To quantify preferences for attributes of potential analgesic treatments for moderate-to-severe pain associated with osteoarthritis (OA) and/or chronic low back pain (CLBP) as relevant to injectable nerve growth factor (NGF)-inhibitors, nonsteroidal anti-inflammatory drugs (NSAIDs), and opioids.
We used a discrete-choice experiment (DCE) to elicit preferences for attributes of OA and CLBP pharmaceutical treatments, and a best-worst scaling (BWS) exercise to further characterize the relative importance of treatment-related side-effect risks. The survey was completed online by 602 US residents with self-reported chronic, moderate-to-severe OA pain and/or CLBP who had tried, had contraindications for, or were unwilling to take currently available pharmaceutical therapies. In the DCE, respondents repeatedly chose between two hypothetical treatments defined by six attributes (symptom control; treatment-related risks of (1) severe joint problems, (2) heart attack, and (3) physical dependence; mode/frequency of administration; and cost). In the BWS exercise, respondents evaluated ten side-effect risks. Random-parameters logit models were estimated; conditional relative attribute importance, maximum acceptable risks, and willingness to pay were calculated.
The most important DCE attributes were improving symptom control (scaled conditional relative importance, 10.00) and reducing risk of physical dependence (6.99). The three most important BWS attributes were, in rank order, risks of stroke, physical dependence, and heart attack. Respondents were willing to accept a > 4% treatment-related risk of severe joint problems for even modest symptom improvement.
A pharmaceutical treatment with a risk of severe joint problems was viewed as an acceptable alternative to other treatments with comparable efficacy but risks associated with NSAIDs or opioids.

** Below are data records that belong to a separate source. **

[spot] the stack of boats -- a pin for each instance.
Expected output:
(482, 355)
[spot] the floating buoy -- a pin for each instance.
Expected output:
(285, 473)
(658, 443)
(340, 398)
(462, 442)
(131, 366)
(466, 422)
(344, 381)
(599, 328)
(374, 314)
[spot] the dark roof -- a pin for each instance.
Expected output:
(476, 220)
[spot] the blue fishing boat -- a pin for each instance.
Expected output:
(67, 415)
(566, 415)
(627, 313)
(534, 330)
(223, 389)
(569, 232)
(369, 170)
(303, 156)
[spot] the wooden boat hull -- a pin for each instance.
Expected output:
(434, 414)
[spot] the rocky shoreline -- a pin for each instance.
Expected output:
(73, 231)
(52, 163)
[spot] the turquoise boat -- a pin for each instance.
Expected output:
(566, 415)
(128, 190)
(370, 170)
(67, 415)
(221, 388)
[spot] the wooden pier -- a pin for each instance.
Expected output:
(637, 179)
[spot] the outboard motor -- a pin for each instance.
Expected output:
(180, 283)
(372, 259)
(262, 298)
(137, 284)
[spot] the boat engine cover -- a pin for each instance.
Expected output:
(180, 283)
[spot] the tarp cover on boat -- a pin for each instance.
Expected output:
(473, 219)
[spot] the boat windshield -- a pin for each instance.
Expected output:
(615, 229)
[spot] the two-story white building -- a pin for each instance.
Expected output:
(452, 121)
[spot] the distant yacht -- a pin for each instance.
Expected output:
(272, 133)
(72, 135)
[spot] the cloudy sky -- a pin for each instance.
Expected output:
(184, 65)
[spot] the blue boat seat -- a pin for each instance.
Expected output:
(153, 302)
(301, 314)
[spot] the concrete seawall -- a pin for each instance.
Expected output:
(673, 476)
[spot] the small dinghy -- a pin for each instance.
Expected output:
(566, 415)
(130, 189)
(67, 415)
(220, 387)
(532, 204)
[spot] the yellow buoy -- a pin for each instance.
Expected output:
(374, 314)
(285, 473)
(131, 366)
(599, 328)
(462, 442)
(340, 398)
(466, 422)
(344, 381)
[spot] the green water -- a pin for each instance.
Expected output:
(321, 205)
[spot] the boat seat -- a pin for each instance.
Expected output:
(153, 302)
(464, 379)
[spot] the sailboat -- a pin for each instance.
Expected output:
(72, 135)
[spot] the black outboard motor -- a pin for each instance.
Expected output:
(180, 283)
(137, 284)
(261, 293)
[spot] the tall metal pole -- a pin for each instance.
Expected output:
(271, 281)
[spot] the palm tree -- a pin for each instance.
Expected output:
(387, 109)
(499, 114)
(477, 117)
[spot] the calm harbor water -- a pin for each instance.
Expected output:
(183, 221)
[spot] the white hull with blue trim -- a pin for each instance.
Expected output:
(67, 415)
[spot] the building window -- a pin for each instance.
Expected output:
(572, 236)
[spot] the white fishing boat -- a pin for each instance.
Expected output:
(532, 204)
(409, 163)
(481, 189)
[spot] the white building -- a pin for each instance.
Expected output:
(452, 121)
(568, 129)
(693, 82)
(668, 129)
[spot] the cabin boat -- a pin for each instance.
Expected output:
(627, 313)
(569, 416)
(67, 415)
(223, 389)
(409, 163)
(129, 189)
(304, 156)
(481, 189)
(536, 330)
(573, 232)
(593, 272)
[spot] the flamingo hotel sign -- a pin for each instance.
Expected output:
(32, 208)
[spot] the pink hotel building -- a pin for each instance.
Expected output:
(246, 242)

量化对潜在镇痛治疗方法的属性的偏好,这些治疗方法与注射用神经生长因子(NGF)抑制剂、非甾体抗炎药(NSAIDs)和阿片类药物相关,适用于治疗中度至重度骨关节炎(OA)和/或慢性下背痛(CLBP)。
我们使用离散选择实验(DCE)来引出对 OA 和 CLBP 药物治疗属性的偏好,并使用最佳最差分级(BWS)进一步描述与治疗相关的副作用风险的相对重要性。该调查通过在线方式完成,共涉及 602 名美国居民,他们报告患有慢性、中度至重度 OA 疼痛和/或 CLBP,曾尝试过、有禁忌或不愿意接受当前可用的药物治疗。在 DCE 中,受访者反复在两种假设治疗方法之间做出选择,这两种方法由六个属性定义(症状控制;与治疗相关的(1)严重关节问题、(2)心脏病发作和(3)身体依赖的风险;管理/频率;和成本)。在 BWS 练习中,受访者评估了十种副作用风险。估计了随机参数对数模型;计算了条件相对属性重要性、最大可接受风险和支付意愿。
DCE 中最重要的属性是改善症状控制(标度条件相对重要性,10.00)和降低身体依赖风险(6.99)。BWS 中最重要的三个属性依次为中风、身体依赖和心脏病发作的风险。受访者愿意接受治疗相关的严重关节问题风险>4%,以换取症状的适度改善。
与具有 NSAIDs 或阿片类药物相关风险的其他治疗方法相比,具有严重关节问题风险的药物治疗被视为可接受的替代方法。